99% of the time, the crimson tide is the antithesis of what we hope for in our infertility journeys. However in certain scenarios, we need shark week to be on in order to proceed. If you’ll recall, I took my last provera LAST FRIDAY. That was FIVE DAYS AGO! Please help me understand why I have yet to get my monthly visitor.
Last night I went to bed with some slight cramping in my lady parts. I woke up in the middle of the night to pee and the cramps were still there enough. They were strong enough that I was FLOORED when there was not even the slightest of pinks on the toilet paper. Nothing wakes you up like finding out you were not invited to the red party at Club Menses. Today the cramps are totally gone and still no invite.
I JUST WANT TO GET THIS SHOW ON THE ROAD! I think I’ll call the RE office tomorrow and see what I should do. I’d call today but I don’t want to be told that I have to take another rag-starter that will last another 10+ days. I should have asked for aygestin from the start since I’ve had success with that in the past, but I figured all red river-starters were about the same. GAHHH!
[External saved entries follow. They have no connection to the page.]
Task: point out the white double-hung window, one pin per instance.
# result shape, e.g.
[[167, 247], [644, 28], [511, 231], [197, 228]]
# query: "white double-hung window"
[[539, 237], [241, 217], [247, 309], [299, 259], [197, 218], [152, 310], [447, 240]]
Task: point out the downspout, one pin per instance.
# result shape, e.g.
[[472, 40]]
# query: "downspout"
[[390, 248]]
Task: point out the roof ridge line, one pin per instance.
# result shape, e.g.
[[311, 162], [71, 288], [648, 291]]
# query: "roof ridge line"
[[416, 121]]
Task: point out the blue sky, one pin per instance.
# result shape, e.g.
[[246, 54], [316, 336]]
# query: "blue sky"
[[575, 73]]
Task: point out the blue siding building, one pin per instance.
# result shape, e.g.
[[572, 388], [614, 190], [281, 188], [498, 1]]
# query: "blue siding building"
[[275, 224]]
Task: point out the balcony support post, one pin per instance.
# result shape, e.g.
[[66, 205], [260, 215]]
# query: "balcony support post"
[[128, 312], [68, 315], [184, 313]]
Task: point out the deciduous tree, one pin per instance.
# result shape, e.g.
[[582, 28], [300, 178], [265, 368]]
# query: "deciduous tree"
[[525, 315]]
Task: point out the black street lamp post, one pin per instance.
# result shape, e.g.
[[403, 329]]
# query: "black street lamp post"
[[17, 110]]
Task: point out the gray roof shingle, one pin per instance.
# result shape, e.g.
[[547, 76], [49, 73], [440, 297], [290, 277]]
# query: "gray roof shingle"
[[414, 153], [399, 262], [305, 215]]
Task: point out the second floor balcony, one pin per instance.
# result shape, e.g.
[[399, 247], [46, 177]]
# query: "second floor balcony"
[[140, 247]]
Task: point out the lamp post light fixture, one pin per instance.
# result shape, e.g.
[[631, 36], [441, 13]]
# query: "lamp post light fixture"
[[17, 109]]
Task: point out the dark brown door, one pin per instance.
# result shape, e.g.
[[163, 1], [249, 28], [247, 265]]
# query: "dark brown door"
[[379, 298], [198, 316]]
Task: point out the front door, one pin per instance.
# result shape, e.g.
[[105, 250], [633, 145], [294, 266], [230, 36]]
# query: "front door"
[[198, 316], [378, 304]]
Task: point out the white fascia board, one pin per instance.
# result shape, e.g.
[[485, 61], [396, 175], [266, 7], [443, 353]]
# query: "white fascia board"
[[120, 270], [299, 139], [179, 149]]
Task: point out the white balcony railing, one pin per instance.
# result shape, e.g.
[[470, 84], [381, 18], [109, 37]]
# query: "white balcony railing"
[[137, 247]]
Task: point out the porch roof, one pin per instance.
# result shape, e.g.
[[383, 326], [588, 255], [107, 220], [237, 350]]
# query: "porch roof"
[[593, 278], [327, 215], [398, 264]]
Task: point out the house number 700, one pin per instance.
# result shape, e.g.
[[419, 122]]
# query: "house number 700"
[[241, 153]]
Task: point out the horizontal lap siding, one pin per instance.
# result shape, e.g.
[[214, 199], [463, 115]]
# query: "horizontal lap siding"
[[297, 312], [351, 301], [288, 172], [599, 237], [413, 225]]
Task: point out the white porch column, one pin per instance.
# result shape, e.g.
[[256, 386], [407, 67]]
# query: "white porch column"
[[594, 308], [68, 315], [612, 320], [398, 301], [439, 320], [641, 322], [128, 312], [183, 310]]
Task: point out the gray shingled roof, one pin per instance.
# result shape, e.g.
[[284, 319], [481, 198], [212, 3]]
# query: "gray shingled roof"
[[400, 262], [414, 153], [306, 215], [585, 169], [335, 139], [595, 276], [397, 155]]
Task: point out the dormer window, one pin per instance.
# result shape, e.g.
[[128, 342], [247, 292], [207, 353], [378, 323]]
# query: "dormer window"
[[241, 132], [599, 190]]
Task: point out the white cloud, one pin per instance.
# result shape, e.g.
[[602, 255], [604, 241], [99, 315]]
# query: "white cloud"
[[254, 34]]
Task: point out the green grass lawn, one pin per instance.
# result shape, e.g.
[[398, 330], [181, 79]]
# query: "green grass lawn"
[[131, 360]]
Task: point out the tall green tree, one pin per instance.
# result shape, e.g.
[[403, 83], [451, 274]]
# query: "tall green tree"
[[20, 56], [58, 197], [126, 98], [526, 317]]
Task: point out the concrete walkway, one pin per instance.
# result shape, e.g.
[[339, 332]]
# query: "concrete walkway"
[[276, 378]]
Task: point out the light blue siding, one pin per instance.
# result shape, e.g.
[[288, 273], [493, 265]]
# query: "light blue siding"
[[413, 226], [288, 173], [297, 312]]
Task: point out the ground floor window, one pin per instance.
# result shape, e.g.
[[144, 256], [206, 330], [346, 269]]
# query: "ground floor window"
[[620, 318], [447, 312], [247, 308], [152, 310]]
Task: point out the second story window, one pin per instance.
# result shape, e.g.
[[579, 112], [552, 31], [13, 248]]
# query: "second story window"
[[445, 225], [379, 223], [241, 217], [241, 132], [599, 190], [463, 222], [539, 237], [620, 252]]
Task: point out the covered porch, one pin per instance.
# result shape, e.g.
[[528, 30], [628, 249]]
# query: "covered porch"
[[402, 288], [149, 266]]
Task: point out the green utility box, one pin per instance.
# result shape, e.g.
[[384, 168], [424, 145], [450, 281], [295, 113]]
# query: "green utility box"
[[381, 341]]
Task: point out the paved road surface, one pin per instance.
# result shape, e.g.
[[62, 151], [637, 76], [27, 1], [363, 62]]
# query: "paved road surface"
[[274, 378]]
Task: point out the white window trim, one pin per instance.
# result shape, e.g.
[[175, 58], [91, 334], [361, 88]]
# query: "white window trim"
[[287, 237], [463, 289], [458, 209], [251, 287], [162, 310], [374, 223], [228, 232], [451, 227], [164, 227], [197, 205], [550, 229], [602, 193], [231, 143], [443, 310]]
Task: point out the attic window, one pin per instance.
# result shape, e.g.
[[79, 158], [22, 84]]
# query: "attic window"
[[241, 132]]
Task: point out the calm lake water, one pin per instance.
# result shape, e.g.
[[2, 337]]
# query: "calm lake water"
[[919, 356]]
This is just so infuriating because man, if my body can’t even do this right, how can I expect it to ever make/carry a baby? Hoping that all my anger/irritation today is because I’m checking into the Red Roof Inn and this is all just PMS. However I’m pretty sure this is justified frustration, so maybe not.
Euphemism for period = 8
The last time I had to take meds to get AF to visit, I took aygestin. So of course I have a bunch of notes on how quickly she showed up after the last pill. However, I’ve never taken provera today so I’m not exactly sure what to expect. Is it unrealistic to hope it comes by Monday? I gotta get this pre-procedure month going before I go CRAZY!
I’m hoping the wait til IVF won’t be so bad when I at least have things to accomplish (mock embryo transfer, bloodwork, order IVF meds, etc). I am also REALLY hoping that I’ll get my IVF schedule once we know CD1. It is killing me to not know when it’s going to take place. Granted, I’m not looking forward to all the shots/pain/mood swings/bloating, but I hate limbo too. Oh and I am giving up caffiene, booze & sugar as soon as AF shows, so I’ll miss them too. Pros and cons.
Have a good weekend everyone!
Since my body is apparently unaware I’m a female, I have to take provera to start AF since I wasn’t on any meds last month and hence didn’t ovulate. Nothing makes you feel like a woman like being unable to have a baby or even get a period, HA! This is my rational to buy as many skirts & dresses as my closet can hold, I need to at least dress feminine.
I gave myself an extra few days for AF to come on her own, since the medicated route takes at least a week. But to no avail. Originally nurse Invisalign (I think I shall call her this, after writing my original post about her) had called in a prescription for prometrium, but I discovered that would cost me $100 vs $5 for provera. A quick call through my clinic’s IVF line and it was corrected for me.
I did however, forget that provera messes with my head – quite literally. I struggle with migraines as it is and provera does NOT help. So since I started taking them, I’ve basically had a constant migraine (with varying levels of pain). Currently it’s totally manageable, but I am not my chipper self (yes – I am annoyingly able to remain chipper through all this IF BS). Sunday however, I had one of the worst migraine episodes ever. I woke up every hour in agonizing pain and went on to spend the majority of the day in bed. Which was a major bummer considering it was a LOVELY 78 and sunny outside.
Anyway, I just want AF to come so I can start my pre-procedure month. Although, pre-procedure month means birth control and my head does not tolerate that well either. So basically I just need to prepare to feel shitty for the foreseeable future. I’d rather feel like hell and actually be in the IVF process than feel great and do nothing, so I guess there’s that.